Belgium had been taking measures to phase out coal even before the Paris Agreement. Hence it was the first European country to phase out coal in the year 2016 by the shutdown of its last coal power plant, Langerlo in March 2016. With an annual average growth rate of 0.27 per cent, nuclear power surpasses the hydroelectric and thermal capacity in the country. It accounts for 46 per cent of electricity generation in the country, followed by natural gas (23 per cent), wind (13 per cent), solar (eight per cent) and other forms of renewable energy.
Peru had minimal coal usage from the early stage. Its only coal plant which had the capacity of 135 megawatt (MW) was decommissioned in the year 2022. Moreover, hydropower has traditionally been a source of electricity supply accounting for more than 60 per cent of the electricity generation followed by natural gas. Hydropower is the main source of power for Peru. Hence it acts as primary backup and baseload for the country. Peru also has abundant natural gas reserves in the Camisea gas project.

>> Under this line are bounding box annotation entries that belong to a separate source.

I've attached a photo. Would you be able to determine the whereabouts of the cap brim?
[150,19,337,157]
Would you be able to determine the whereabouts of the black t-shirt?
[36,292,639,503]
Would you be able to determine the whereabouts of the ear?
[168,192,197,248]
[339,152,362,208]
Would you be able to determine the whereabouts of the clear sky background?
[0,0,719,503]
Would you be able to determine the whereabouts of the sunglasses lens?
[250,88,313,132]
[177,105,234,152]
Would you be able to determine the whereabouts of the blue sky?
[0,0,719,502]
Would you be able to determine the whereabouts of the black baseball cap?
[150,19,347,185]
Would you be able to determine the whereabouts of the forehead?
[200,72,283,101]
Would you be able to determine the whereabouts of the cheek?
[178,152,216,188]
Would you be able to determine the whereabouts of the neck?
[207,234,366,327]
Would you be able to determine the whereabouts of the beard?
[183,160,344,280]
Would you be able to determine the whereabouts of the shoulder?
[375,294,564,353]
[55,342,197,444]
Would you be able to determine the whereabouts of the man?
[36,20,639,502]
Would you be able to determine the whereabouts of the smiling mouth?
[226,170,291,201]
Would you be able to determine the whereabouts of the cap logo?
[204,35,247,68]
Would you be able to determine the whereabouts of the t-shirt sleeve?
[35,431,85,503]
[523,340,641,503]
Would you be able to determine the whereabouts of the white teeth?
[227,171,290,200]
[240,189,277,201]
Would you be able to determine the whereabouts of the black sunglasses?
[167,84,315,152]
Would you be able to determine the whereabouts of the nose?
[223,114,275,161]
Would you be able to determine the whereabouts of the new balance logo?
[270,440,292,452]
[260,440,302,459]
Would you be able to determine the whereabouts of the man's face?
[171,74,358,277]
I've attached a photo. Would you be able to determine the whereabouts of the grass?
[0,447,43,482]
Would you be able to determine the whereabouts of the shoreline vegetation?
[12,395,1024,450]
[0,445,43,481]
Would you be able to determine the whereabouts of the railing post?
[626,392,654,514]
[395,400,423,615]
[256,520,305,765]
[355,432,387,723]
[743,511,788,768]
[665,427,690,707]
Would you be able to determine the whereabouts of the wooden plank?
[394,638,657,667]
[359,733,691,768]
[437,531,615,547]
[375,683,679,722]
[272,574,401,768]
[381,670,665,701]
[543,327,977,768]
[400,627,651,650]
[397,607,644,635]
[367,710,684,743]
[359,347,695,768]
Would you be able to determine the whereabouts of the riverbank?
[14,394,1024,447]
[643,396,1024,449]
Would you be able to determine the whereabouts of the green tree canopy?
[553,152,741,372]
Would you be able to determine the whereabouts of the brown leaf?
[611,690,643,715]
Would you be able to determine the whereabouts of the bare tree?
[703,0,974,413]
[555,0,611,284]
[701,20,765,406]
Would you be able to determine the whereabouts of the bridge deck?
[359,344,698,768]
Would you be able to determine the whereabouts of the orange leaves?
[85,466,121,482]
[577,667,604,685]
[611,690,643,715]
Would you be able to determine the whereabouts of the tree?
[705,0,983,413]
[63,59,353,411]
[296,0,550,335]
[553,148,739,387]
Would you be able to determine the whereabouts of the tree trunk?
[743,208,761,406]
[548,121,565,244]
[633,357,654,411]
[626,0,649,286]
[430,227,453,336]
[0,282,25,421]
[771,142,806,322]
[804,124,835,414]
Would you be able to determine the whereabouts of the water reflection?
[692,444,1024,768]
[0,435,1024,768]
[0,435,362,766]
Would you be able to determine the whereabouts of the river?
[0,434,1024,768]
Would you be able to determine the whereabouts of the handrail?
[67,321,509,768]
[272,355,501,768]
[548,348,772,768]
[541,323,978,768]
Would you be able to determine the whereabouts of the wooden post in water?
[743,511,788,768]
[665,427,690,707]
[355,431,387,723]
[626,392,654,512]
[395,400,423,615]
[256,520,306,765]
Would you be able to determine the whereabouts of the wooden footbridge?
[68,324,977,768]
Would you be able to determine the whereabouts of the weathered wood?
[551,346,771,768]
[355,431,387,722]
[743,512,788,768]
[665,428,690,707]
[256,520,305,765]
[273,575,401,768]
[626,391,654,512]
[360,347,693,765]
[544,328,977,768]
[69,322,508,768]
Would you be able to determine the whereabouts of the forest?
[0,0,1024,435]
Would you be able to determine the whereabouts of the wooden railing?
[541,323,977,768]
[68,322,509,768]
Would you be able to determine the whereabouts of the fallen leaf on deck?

Austria is one of Europe’s largest hydropower producers and thus it acts as the main backup for the country. They also have pumped storage hydropower like Kaprun, Malta-Reisseck power plant groups and other pumped storage acts as fast-response for backup.
Hydroelectric (41 per cent) and nuclear (29 per cent) are the main sources for electricity generation in Sweden. It has three nuclear plants with six reactors within the country. They also import energy from Denmark’s wind energy through the Nordic power grid. However, hydropower and nuclear act as backup for intermittent energy sources of wind and solar.
Policy actions and global cooperation
In November 2015, the UK government announced its intentions to end unabated coal generation by the year 2025 by accepting proposals from companies to suggest the same. After many consultations and with the help of the Department for Business, Energy and Industrial Strategy (BEIS) on September 18, 2017, the government proceeded with action to regulate the closure of unabated coal power generation units by 2025.
Global Coal to Clean Power Transition formed by the UK along with countries like Poland, Vietnam, Egypt, Chile and other countries and various organizations during COP26 to phase out coal also promoted this transition.
In the COP23, Portugal had pledged to phase out coal by the year 2030. The target was however achieved in November 2021 by the closure of Pego power plant, which was the last coal-fired plant in the country. Portugal in the timeline of 2012-2020, in a span of eight years, had reduced the percentage share of coal from 29 per cent to 5 per cent.
The Austrian federal government adopted the Climate and Energy Strategy in the year 2018 with a mission to achieve it in 2030. This formed a basis for Austria’s National Energy and Climate Plan (NECP). The main objective of the NECP was to reduce GHG emission by 36 per cent compared to 2005 levels in the industrial sector by implementing energy efficiency measures and use renewable energy sources in industrial manufacturing processes for heat recovery.6
Moreover, Austria set a goal to phase out coal in the year 2025. With an acceleration in the timeline, the country’s last power plant, Mellach (850MW) was shut down in 2020.
An energy policy was adopted in June 2018 by the Swedish government which has a target to achieve 100 per cent renewable electricity production by 2040. The last coal plant Värtaverket in Stockholm with a capacity of 130 MW was shut down in the year 2020 making it the third European country to phase out coal.
As part of the Powering past coal alliance or PPCA, the European Union along with 25 nations have launched a Call to Action for No New Coal after the COP29 in Baku. These signatories try to push their intention to end the use of unabated coal within the electricity sector as a part of their national climate plans. These initial signatories also try to push this program and bring it to the lead for COP30 at Brazil.
As of the statistics from the global energy monitor, among 107 nations, it has been identified that 33 nations do not have any operating coal power plants. By considering other factors like announced, permitted, shelved and mothballed coal power plants, there are 22 nations that do not have any coal power plants.
The other countries that have taken measures to phase out coal from their electricity sector by 2030 include Canada, Denmark, Finland, France, Ireland, Israel, Italy and other nations.
Challenges faced by developing countries
Even with the declining trend of coal power globally, coal-driven economies like India and Indonesia do not see a near term phase out. The energy requirement in these nations is largely driven by the rising energy demand and increasing per capita consumption. Moreover, intermittency of renewable energy further leads to demand for coal.
Chandni Raina, India’s representative at COP29 at Baku had remarked during the final negotiations for the $300 billion deal that a meagre allotment of climate finance in the proposal is due to the unwillingness of developed nations in fulfilling their responsibilities.
She pointed out that this will affect India’s ability to adapt to climate change and will be a challenge for the implementation of its ambitious NDCs.